Saturday, September 8, 2012

Tabbouleh, Tea, and downTown Amman

This weekend has been full of exploring Amman and I am loving this city more and more. Amman is definitely underrated, considering its wealth of ancient ruins, colorful markets, and amazing food.

The first day I slept in, read a number of publications on the Jordan River Rehabilitation Project, and had breakfast with my host family and visiting host uncle and aunt. My host sister explained Jordanian meals to me. Basically, breakfast and dinner are largely the same thing of dipping pita bread in hummus, lebneh, olive oil, and za'atar (thyme). Lunch is the main meal of the day, when you have some sort of meat with rice, salad, and pita bread. There can be variations on this, such as instead of meat and rice to have cucumbers and eggplant stuffed with rice and shredded meat and baked in tomato sauce. So far everything is delicious and exploding with flavor, especially the salad.


This morning I learned how to make tabbouleh (the green to the right of the photo). Here is the recipe as I understood it after observing my host mother making it:

Ingredients
• Parsley
• Green chili pepper
• Tomatoes
• Bulgur
• Onions
• Mint leaves
• Olive oil
• Lemon juice
• Salt & Pepper

1. Finely chop parsley until it fills an entire bowl
2. Remove the seeds of one green chili pepper, mince the pepper, and add it to the mountain of parsley
3. Wash and finely chop 4 red tomatoes (they should be pea-sized) and add them to the parsley and the pepper
4. Peel and soak two large onions in water
5. Pour half a bag of small-sized bulgur onto the tomatoes and let them soak so they become soft
6. Mince the onions finely and add them to the salad
7. Add finely sliced mint leaves
8. Drizzle olive oil and lemon juice over the salad so it is shiny, not wet
9. Sprinkle salt and pepper over the tabbouleh and mix it
10. Serve with warm pita bread and hummus

Friday night we went to Souk Jara on Rainbow Street, where there was art, funny Jo Bedu t-shirts, and a little bracelet with a blue stone in which a man carved ماريال, my name in Arabic, so I bought it. Then we went to Saj, where the man made the bread from scratch, spread it with lebneh, added turkey, tomatoes, sliced black olives, and sliced sweet peppers, wrapped it up and put it in my hand, within about 5 minutes. To wash down the meal, I had freshly blended strawberry and kiwi juice. لذيذ!
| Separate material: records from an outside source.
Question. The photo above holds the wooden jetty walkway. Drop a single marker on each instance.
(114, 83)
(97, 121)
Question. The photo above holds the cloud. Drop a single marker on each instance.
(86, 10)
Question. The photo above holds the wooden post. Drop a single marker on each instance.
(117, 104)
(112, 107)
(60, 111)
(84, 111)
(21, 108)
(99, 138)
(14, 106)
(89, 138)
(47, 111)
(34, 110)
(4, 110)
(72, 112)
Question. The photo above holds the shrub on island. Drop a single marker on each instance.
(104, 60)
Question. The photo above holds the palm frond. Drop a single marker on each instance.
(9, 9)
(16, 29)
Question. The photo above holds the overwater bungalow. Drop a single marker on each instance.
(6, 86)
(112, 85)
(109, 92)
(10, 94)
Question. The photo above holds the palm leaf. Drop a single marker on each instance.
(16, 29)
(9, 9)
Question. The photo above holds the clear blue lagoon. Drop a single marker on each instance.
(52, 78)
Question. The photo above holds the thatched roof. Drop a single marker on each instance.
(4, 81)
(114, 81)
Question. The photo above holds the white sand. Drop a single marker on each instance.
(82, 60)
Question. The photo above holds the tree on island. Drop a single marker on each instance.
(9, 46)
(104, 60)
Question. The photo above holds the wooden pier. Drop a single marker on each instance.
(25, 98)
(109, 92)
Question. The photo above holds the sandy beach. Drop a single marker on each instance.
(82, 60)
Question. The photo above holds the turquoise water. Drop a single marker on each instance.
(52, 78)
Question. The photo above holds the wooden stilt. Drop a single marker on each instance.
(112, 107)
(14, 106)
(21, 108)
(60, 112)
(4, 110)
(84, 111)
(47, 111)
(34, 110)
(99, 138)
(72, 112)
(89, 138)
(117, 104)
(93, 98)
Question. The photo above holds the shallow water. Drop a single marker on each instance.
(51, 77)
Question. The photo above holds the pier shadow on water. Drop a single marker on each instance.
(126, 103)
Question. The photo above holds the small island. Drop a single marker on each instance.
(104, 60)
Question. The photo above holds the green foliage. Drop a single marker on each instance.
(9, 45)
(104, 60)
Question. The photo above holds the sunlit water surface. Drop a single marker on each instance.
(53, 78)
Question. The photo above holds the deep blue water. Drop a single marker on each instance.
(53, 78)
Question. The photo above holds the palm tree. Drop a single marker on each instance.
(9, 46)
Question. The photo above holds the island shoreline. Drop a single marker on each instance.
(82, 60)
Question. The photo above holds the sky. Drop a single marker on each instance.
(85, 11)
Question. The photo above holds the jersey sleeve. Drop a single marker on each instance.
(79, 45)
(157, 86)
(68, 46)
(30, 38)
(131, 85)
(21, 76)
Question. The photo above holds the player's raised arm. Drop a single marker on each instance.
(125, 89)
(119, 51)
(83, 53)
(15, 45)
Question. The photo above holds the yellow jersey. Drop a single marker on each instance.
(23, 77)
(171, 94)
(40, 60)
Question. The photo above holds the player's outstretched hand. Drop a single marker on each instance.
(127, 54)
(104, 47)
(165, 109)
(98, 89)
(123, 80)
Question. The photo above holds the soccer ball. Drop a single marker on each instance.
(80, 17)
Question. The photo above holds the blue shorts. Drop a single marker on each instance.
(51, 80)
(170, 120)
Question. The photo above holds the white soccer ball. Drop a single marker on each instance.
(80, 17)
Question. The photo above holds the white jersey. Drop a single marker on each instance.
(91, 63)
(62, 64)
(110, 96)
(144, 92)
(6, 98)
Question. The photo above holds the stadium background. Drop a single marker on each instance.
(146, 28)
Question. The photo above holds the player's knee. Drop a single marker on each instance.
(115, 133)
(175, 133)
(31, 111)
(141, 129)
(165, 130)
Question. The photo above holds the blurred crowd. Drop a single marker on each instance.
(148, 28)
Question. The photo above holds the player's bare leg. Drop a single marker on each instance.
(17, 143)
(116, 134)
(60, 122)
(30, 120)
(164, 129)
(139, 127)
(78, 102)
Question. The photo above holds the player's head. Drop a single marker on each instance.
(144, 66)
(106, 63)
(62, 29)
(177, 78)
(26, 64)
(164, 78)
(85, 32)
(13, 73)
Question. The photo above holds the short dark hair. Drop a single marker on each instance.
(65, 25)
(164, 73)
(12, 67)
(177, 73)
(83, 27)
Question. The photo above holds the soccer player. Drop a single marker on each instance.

Today I cancelled the day trip to the dead sea and instead slept in. In the morning I had turkish coffee and practically an all-Arabic conversation with my host mom. After showering and cleaning my room, I went downtown with a group of girls, which quickly diminished to two of us. The day was an adventure, starting with exploring the shops around Husseini Mosque and walking up a random stairwell with a gorgeous view of Amman. As we passed a sweet shop we had to stop because of the wonderful smell, and the guy offered us a taste of one of the cakes. Before we knew it he got us chairs from the coal shop next door (there were actually coal-blackened faces filling bags of coal) and had filled a bag of حلويات for us, that he insisted we take for free. Kindness has no limits in this country.

With our bag now full of honey-drenched pastries, we asked a group of Muslim women for the famous falafel place, Hashem. They directed us to a restaurant around the corner, eager to get to know where we are from and how long we have been in Amman. We were quickly ushered in to the restaurant where we were served bowls of hummus, falafel, pickles, and tomatoes as well as a bag of pita bread.

After a delicious meal and an offer to marry the brother of the guy sitting next to us, we moved on to the fruit and vegetable market. After leaving that market we stumbled upon the Nymphaeum and got exclusive access to the magnificent ruins, where we befriended three very curious cats. Down the street we came upon a tiny store overflowing with decades-old books. For two book nerds this was heaven. We befriended the fascinating Bedouin from Karak who ran the bookshop in the name of his grandfather, who had opened up a book shop in Jerusalem more than a hundred years ago. He served us tea, showed us his poetry and collections of books in Swedish, and gave us a good deal on postcards depicting Amman 50 years ago.


The day ended with our first successful attempt to take buses all the way home, although it took an hour due to traffic and convoluted bus routes. Tonight I introduced the other girls living in the building to Söder Te, which I will now have to import to the USA. I should get to bed now so I am rested for my first day of classes. تصبح على خير!

1 comment:

  1. Sounds amazing! I wish I could extend my Eurasian travels into Middle Eastern travels. Strangers things have happened. Continue having an amazing time!